Two orderlies followed, bringing welcome tea and sandwiches. Ean poured because he could see that despite his seeming calm, even Abram's hands were shaking slightly. Ean seemed to be recovering better than the other two. Maybe that was because he had rested and eaten while they'd had to work. Or maybe because he'd had more exposure to the lines.

Rebekah looked down her nose at him. He didn't have to be a mind reader to know what she was thinking, that he didn't even know it was the host's job to pour. He didn't care. He was just sorry he'd put the others through such a terrifying experience.
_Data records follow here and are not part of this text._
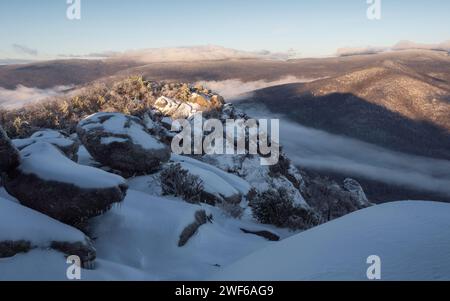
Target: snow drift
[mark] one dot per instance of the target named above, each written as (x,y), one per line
(411,238)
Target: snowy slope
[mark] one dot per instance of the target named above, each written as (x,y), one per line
(34,227)
(59,168)
(215,180)
(411,238)
(138,240)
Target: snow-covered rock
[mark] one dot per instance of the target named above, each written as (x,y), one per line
(177,109)
(22,229)
(139,241)
(64,143)
(411,238)
(9,155)
(122,143)
(49,182)
(357,191)
(223,186)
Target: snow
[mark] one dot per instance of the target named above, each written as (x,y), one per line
(138,240)
(48,163)
(176,108)
(50,136)
(121,125)
(21,223)
(109,140)
(412,239)
(84,158)
(215,180)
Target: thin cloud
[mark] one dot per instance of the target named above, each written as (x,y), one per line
(236,89)
(320,150)
(402,45)
(11,99)
(25,50)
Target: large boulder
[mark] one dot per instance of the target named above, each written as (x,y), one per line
(353,186)
(49,182)
(122,142)
(9,155)
(22,229)
(58,139)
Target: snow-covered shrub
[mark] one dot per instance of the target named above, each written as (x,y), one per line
(276,207)
(179,182)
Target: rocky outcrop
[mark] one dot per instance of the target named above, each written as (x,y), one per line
(56,138)
(122,143)
(49,182)
(332,200)
(9,155)
(357,191)
(264,234)
(201,218)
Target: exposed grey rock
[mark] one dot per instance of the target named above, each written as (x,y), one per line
(355,188)
(264,234)
(122,142)
(201,218)
(9,155)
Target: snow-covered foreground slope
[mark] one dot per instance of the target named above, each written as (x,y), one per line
(138,240)
(411,238)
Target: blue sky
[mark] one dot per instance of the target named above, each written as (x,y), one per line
(30,28)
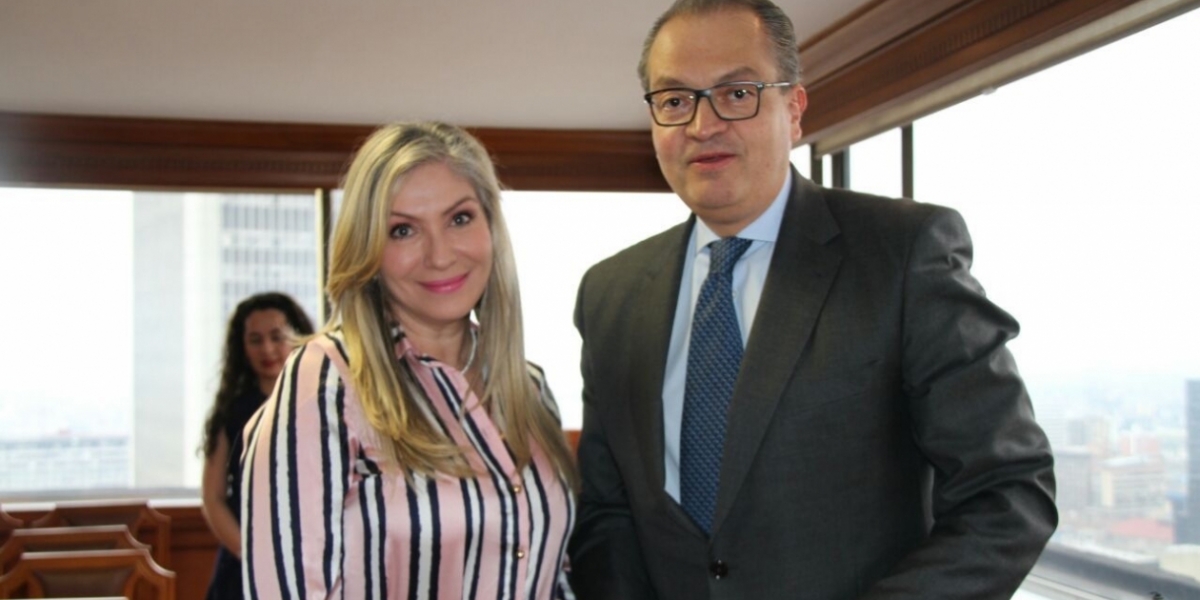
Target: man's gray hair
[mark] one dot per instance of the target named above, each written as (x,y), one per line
(779,29)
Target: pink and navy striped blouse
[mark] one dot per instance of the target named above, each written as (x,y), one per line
(325,517)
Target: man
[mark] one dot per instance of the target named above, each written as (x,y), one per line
(825,408)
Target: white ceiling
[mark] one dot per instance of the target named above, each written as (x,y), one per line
(543,64)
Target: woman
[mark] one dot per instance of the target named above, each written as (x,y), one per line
(261,334)
(411,453)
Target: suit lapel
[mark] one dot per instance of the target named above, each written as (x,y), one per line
(802,270)
(652,322)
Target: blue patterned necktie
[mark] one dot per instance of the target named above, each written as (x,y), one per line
(714,357)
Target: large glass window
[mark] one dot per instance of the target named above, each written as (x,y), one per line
(1079,187)
(556,238)
(117,305)
(875,165)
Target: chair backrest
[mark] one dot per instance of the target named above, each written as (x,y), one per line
(57,539)
(145,523)
(94,573)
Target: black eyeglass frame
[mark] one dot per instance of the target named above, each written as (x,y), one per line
(708,94)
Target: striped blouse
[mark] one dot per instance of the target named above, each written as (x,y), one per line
(327,517)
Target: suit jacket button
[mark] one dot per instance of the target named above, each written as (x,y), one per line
(718,569)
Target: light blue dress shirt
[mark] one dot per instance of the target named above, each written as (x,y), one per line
(749,276)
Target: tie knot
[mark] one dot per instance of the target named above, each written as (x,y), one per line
(726,252)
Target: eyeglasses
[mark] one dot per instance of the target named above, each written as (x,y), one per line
(733,101)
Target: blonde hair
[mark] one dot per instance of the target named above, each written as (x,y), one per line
(387,389)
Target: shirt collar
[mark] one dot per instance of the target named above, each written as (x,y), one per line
(765,228)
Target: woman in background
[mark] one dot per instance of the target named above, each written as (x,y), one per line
(261,334)
(411,453)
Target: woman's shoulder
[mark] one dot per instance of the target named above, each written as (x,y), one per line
(539,378)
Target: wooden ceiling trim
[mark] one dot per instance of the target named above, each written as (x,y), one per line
(102,151)
(897,82)
(864,31)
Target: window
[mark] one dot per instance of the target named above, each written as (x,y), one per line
(1079,189)
(118,304)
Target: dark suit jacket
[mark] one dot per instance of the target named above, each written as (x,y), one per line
(880,442)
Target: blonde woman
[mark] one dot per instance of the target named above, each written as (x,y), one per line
(411,453)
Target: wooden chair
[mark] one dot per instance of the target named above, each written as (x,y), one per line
(94,573)
(57,539)
(9,523)
(145,523)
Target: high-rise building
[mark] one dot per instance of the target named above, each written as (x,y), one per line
(197,256)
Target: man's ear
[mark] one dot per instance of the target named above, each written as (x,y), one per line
(797,102)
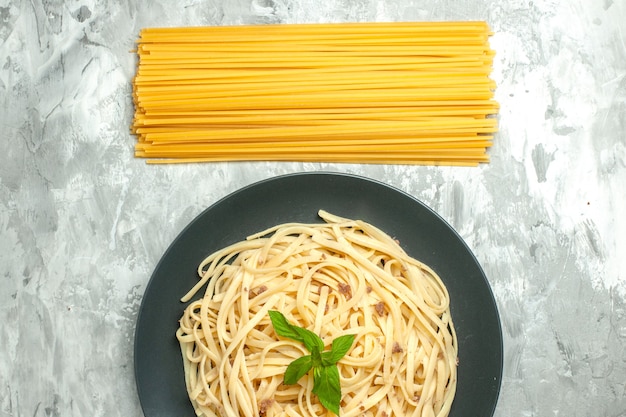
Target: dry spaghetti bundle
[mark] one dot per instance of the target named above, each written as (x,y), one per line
(411,93)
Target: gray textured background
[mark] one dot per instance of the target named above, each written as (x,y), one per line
(83,223)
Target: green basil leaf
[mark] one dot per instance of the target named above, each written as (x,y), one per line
(327,387)
(311,341)
(283,328)
(297,369)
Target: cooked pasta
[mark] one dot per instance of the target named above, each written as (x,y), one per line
(339,277)
(414,93)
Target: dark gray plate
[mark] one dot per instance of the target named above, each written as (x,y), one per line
(297,198)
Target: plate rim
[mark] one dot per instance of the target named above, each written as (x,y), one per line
(351,176)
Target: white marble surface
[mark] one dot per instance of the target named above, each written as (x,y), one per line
(83,223)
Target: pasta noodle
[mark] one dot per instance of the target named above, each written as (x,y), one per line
(413,93)
(339,277)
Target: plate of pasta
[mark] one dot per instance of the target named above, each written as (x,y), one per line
(384,309)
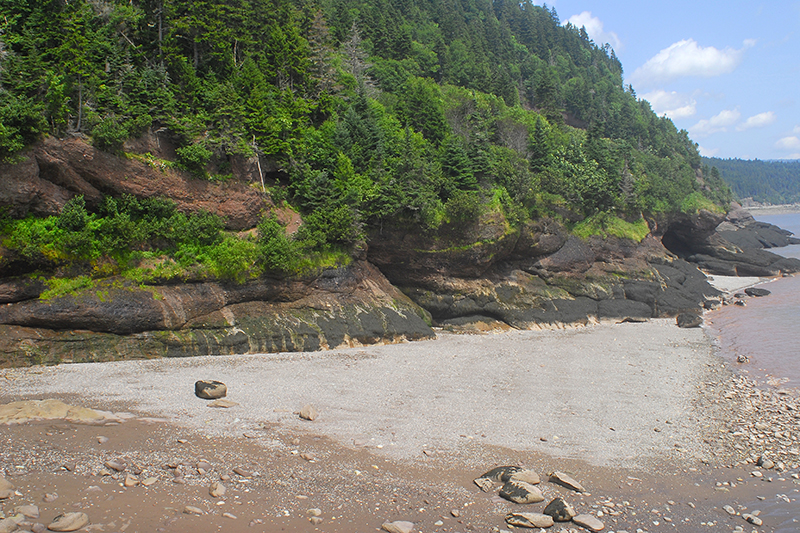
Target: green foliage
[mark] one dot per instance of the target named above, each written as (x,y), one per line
(605,224)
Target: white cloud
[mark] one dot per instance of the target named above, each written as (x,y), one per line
(789,143)
(673,104)
(687,58)
(708,152)
(594,27)
(757,121)
(720,122)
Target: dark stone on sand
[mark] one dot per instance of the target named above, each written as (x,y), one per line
(210,390)
(560,510)
(521,492)
(689,320)
(755,291)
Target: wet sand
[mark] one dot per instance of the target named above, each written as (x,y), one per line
(646,416)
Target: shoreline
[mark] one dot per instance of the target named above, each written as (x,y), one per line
(419,442)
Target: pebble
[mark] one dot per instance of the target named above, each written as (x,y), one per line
(216,490)
(399,526)
(69,522)
(589,522)
(308,412)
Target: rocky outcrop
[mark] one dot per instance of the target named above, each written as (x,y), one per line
(344,307)
(732,245)
(55,170)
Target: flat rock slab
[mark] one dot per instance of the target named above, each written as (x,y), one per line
(20,412)
(565,480)
(532,520)
(520,492)
(210,390)
(589,522)
(69,522)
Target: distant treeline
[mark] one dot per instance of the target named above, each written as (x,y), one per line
(770,182)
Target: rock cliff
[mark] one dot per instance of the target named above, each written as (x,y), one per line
(483,270)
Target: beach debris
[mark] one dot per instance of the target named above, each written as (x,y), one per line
(222,403)
(521,492)
(210,390)
(399,526)
(528,476)
(531,520)
(756,292)
(216,490)
(308,412)
(6,488)
(69,522)
(560,510)
(589,522)
(689,320)
(565,480)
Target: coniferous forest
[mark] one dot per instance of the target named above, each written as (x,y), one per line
(415,112)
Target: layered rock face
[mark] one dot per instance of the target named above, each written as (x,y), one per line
(478,271)
(344,307)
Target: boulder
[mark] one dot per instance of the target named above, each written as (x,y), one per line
(689,320)
(756,291)
(531,520)
(210,390)
(69,522)
(560,510)
(521,492)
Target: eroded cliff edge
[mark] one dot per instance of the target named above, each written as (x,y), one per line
(482,270)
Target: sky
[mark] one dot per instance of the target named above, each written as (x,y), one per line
(727,72)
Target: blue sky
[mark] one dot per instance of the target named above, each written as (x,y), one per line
(728,72)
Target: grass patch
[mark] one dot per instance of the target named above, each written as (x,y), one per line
(605,224)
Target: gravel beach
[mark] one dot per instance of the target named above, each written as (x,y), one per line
(643,414)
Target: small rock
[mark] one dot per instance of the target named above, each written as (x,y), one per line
(689,320)
(756,521)
(528,476)
(560,510)
(222,403)
(520,492)
(242,472)
(532,520)
(502,473)
(69,522)
(114,464)
(28,511)
(756,292)
(399,526)
(485,484)
(589,522)
(308,413)
(7,525)
(566,480)
(216,490)
(210,390)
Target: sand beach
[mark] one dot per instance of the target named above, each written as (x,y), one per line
(656,426)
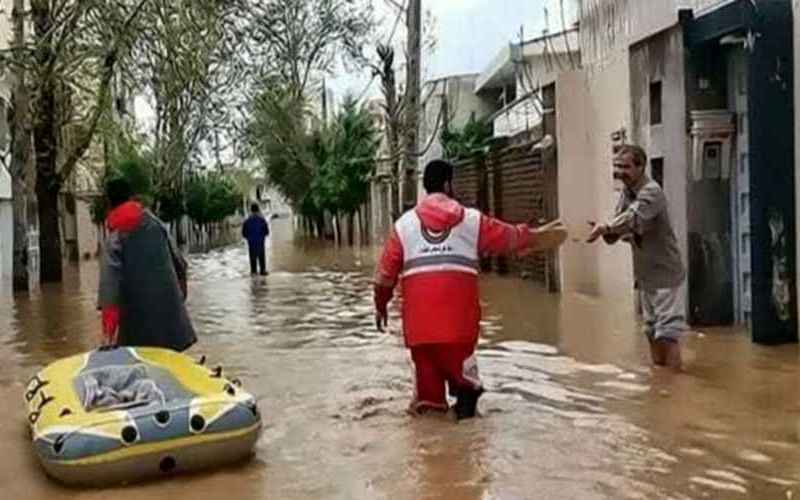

He pushed sandwiches toward Abram. “Eat,” he said, and made it an order. He held the plate almost up to Abram's face, so that he had to do something. Abram took a sandwich to avoid a scene.

Ean held the plate almost under Michelle's nose. “You, too.”

Michelle went whiter if that was possible.

“I'm the expert here,” Ean reminded them. “I know what to do.” He didn't, but food had helped him.

Michelle reluctantly took a sandwich.

“Expert,” said Rebekah. “You've spent your whole life mending second-rate lines and learning bad habits. I wouldn't call you an expert.”

Ean placed the plate between Abram and Michelle and watched Abram take another sandwich without prompting. He smiled. In this, at least, he was the expert.

He didn't want the other linesman sniping at him all the time, demeaning him. Maybe he deserved it. After last night, the Alliance probably wouldn't let him anywhere near the ship, but he was at least along for the ride. He hoped.

“Rebekah, let's agree on one thing. You are the ten they hired. You are the expert. I'm here by accident.” Two more sandwiches disappeared. “So let's now work together on it. Maybe I can help. This is too important to let anything get in the way.”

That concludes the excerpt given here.